Occasions Like Veterans Day Offer a Much Needed Opportunity to Reflect
I had the good fortune to participate yesterday in a Veterans Day commemoration in our community. I don’t often attend or provide part of the program at such gatherings. Yesterday reminded me why that is an error on my part. These are important reaffirmations of community on a very fundamental level.
I’d like to share with you a few observations that came out of the day for me that reflect the value of such gatherings. I hope they will encourage you to seek out such opportunities, too.
- Gatherings like this remind us that there are issues and callings far above the mundane elements of everyday life. That people respond to those calls is both encouraging and remarkable.
- As I looked around our gathering of a hundred or so, I saw some folks with whom I have very substantial political disagreements. Those disagreements did not, and will not, go away. But for at least one day, they were secondary to our shared experience as combat veterans. It reminded us all that no matter how strong and varied our disagreements, we still have things in common that should be celebrated together.

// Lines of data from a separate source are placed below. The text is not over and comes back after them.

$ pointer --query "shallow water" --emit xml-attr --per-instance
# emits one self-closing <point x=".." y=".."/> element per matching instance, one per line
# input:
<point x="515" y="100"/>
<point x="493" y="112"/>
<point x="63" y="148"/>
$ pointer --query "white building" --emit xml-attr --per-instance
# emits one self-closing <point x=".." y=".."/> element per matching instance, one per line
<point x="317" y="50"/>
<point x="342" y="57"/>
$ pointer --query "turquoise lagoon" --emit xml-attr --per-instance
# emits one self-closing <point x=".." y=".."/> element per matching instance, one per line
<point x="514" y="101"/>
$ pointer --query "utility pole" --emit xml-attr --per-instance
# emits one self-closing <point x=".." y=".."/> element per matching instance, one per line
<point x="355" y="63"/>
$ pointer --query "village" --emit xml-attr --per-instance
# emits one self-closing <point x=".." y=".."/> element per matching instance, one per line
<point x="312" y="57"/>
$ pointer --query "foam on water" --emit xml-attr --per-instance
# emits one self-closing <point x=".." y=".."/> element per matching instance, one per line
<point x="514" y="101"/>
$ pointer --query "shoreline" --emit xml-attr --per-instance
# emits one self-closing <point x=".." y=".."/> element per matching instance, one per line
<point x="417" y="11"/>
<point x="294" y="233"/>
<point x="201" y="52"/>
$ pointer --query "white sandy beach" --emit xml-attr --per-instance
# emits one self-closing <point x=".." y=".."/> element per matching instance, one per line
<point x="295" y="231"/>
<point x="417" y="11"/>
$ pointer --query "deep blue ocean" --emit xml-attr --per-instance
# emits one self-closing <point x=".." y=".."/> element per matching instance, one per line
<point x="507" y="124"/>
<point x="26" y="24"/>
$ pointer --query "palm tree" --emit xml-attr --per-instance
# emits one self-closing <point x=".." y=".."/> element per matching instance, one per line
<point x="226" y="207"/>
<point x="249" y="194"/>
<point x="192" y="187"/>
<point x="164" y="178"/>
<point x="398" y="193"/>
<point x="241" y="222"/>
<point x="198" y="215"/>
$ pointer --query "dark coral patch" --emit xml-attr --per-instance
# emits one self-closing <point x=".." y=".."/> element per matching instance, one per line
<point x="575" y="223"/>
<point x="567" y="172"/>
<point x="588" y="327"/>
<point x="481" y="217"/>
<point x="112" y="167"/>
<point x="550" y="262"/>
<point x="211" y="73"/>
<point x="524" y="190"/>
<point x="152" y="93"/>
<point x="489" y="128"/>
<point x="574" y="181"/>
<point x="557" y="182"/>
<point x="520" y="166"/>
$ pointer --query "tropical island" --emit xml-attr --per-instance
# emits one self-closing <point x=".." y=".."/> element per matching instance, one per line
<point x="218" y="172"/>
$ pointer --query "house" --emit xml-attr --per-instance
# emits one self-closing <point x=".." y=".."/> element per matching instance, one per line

- We celebrated not just our veterans but their families as well. Military families are nothing short of remarkable. Even after over 30 years of hanging out with them, they awe me with their tenacity, dedication, and ingenuity. They represent the best of us. Veterans are lucky to have them in their corner.
- These commemorations also provide an opportunity to reflect on others who serve in different ways. Military service is unique in the danger it entails and the long family separations it demands. But in the same spirit of service and willingness to sacrifice, we do well to recognize fire fighters, law enforcement, and first responders, to name a few. These are people who take great risks, daily, to protect you and I.
- While we are on the category of law enforcement, let’s remember that a lot of good law enforcement officers are out there. The abuses we know of in law enforcement, especially in racial matters, is real and must be called out. I do so in part as a way of supporting the good police officers that are out there. I want them to know we appreciate them, and we have their back in cleansing their ranks of those not worthy to carry a badge.
- Few endeavors so fully engage the human experience as military service, especially in war. Yesterday we reflected on that. We had to call on Aristotle, the Bible, Shakespeare, a wide variety of music and some serious storytelling to barely capture what this is all about.
- There was much laughter and good-natured kidding, especially among the services. Occasionally, there was not a dry eye in the house. This is as it should be. We are gathered to reflect on the big issues of life. These are powerful social and emotional gatherings. They are at once cathartic and reassuring.
A closing thought. Too often activities like this are only attended by veterans and their families. That is a loss for the community. If you feel you have no connection to Veterans Day or Memorial Day, think again. People choose to serve because they want to do what is right by their community and their country. You need to meet them and hear their stories. Gatherings like this are living history, all around you. They will not be here forever. Take the opportunity to understand the decisions they made and the lives they lead as a result.
If you are a veteran or a supporting family of a veteran, thank you. I feel honored to walk in your company. May our country always remember who you are what you did.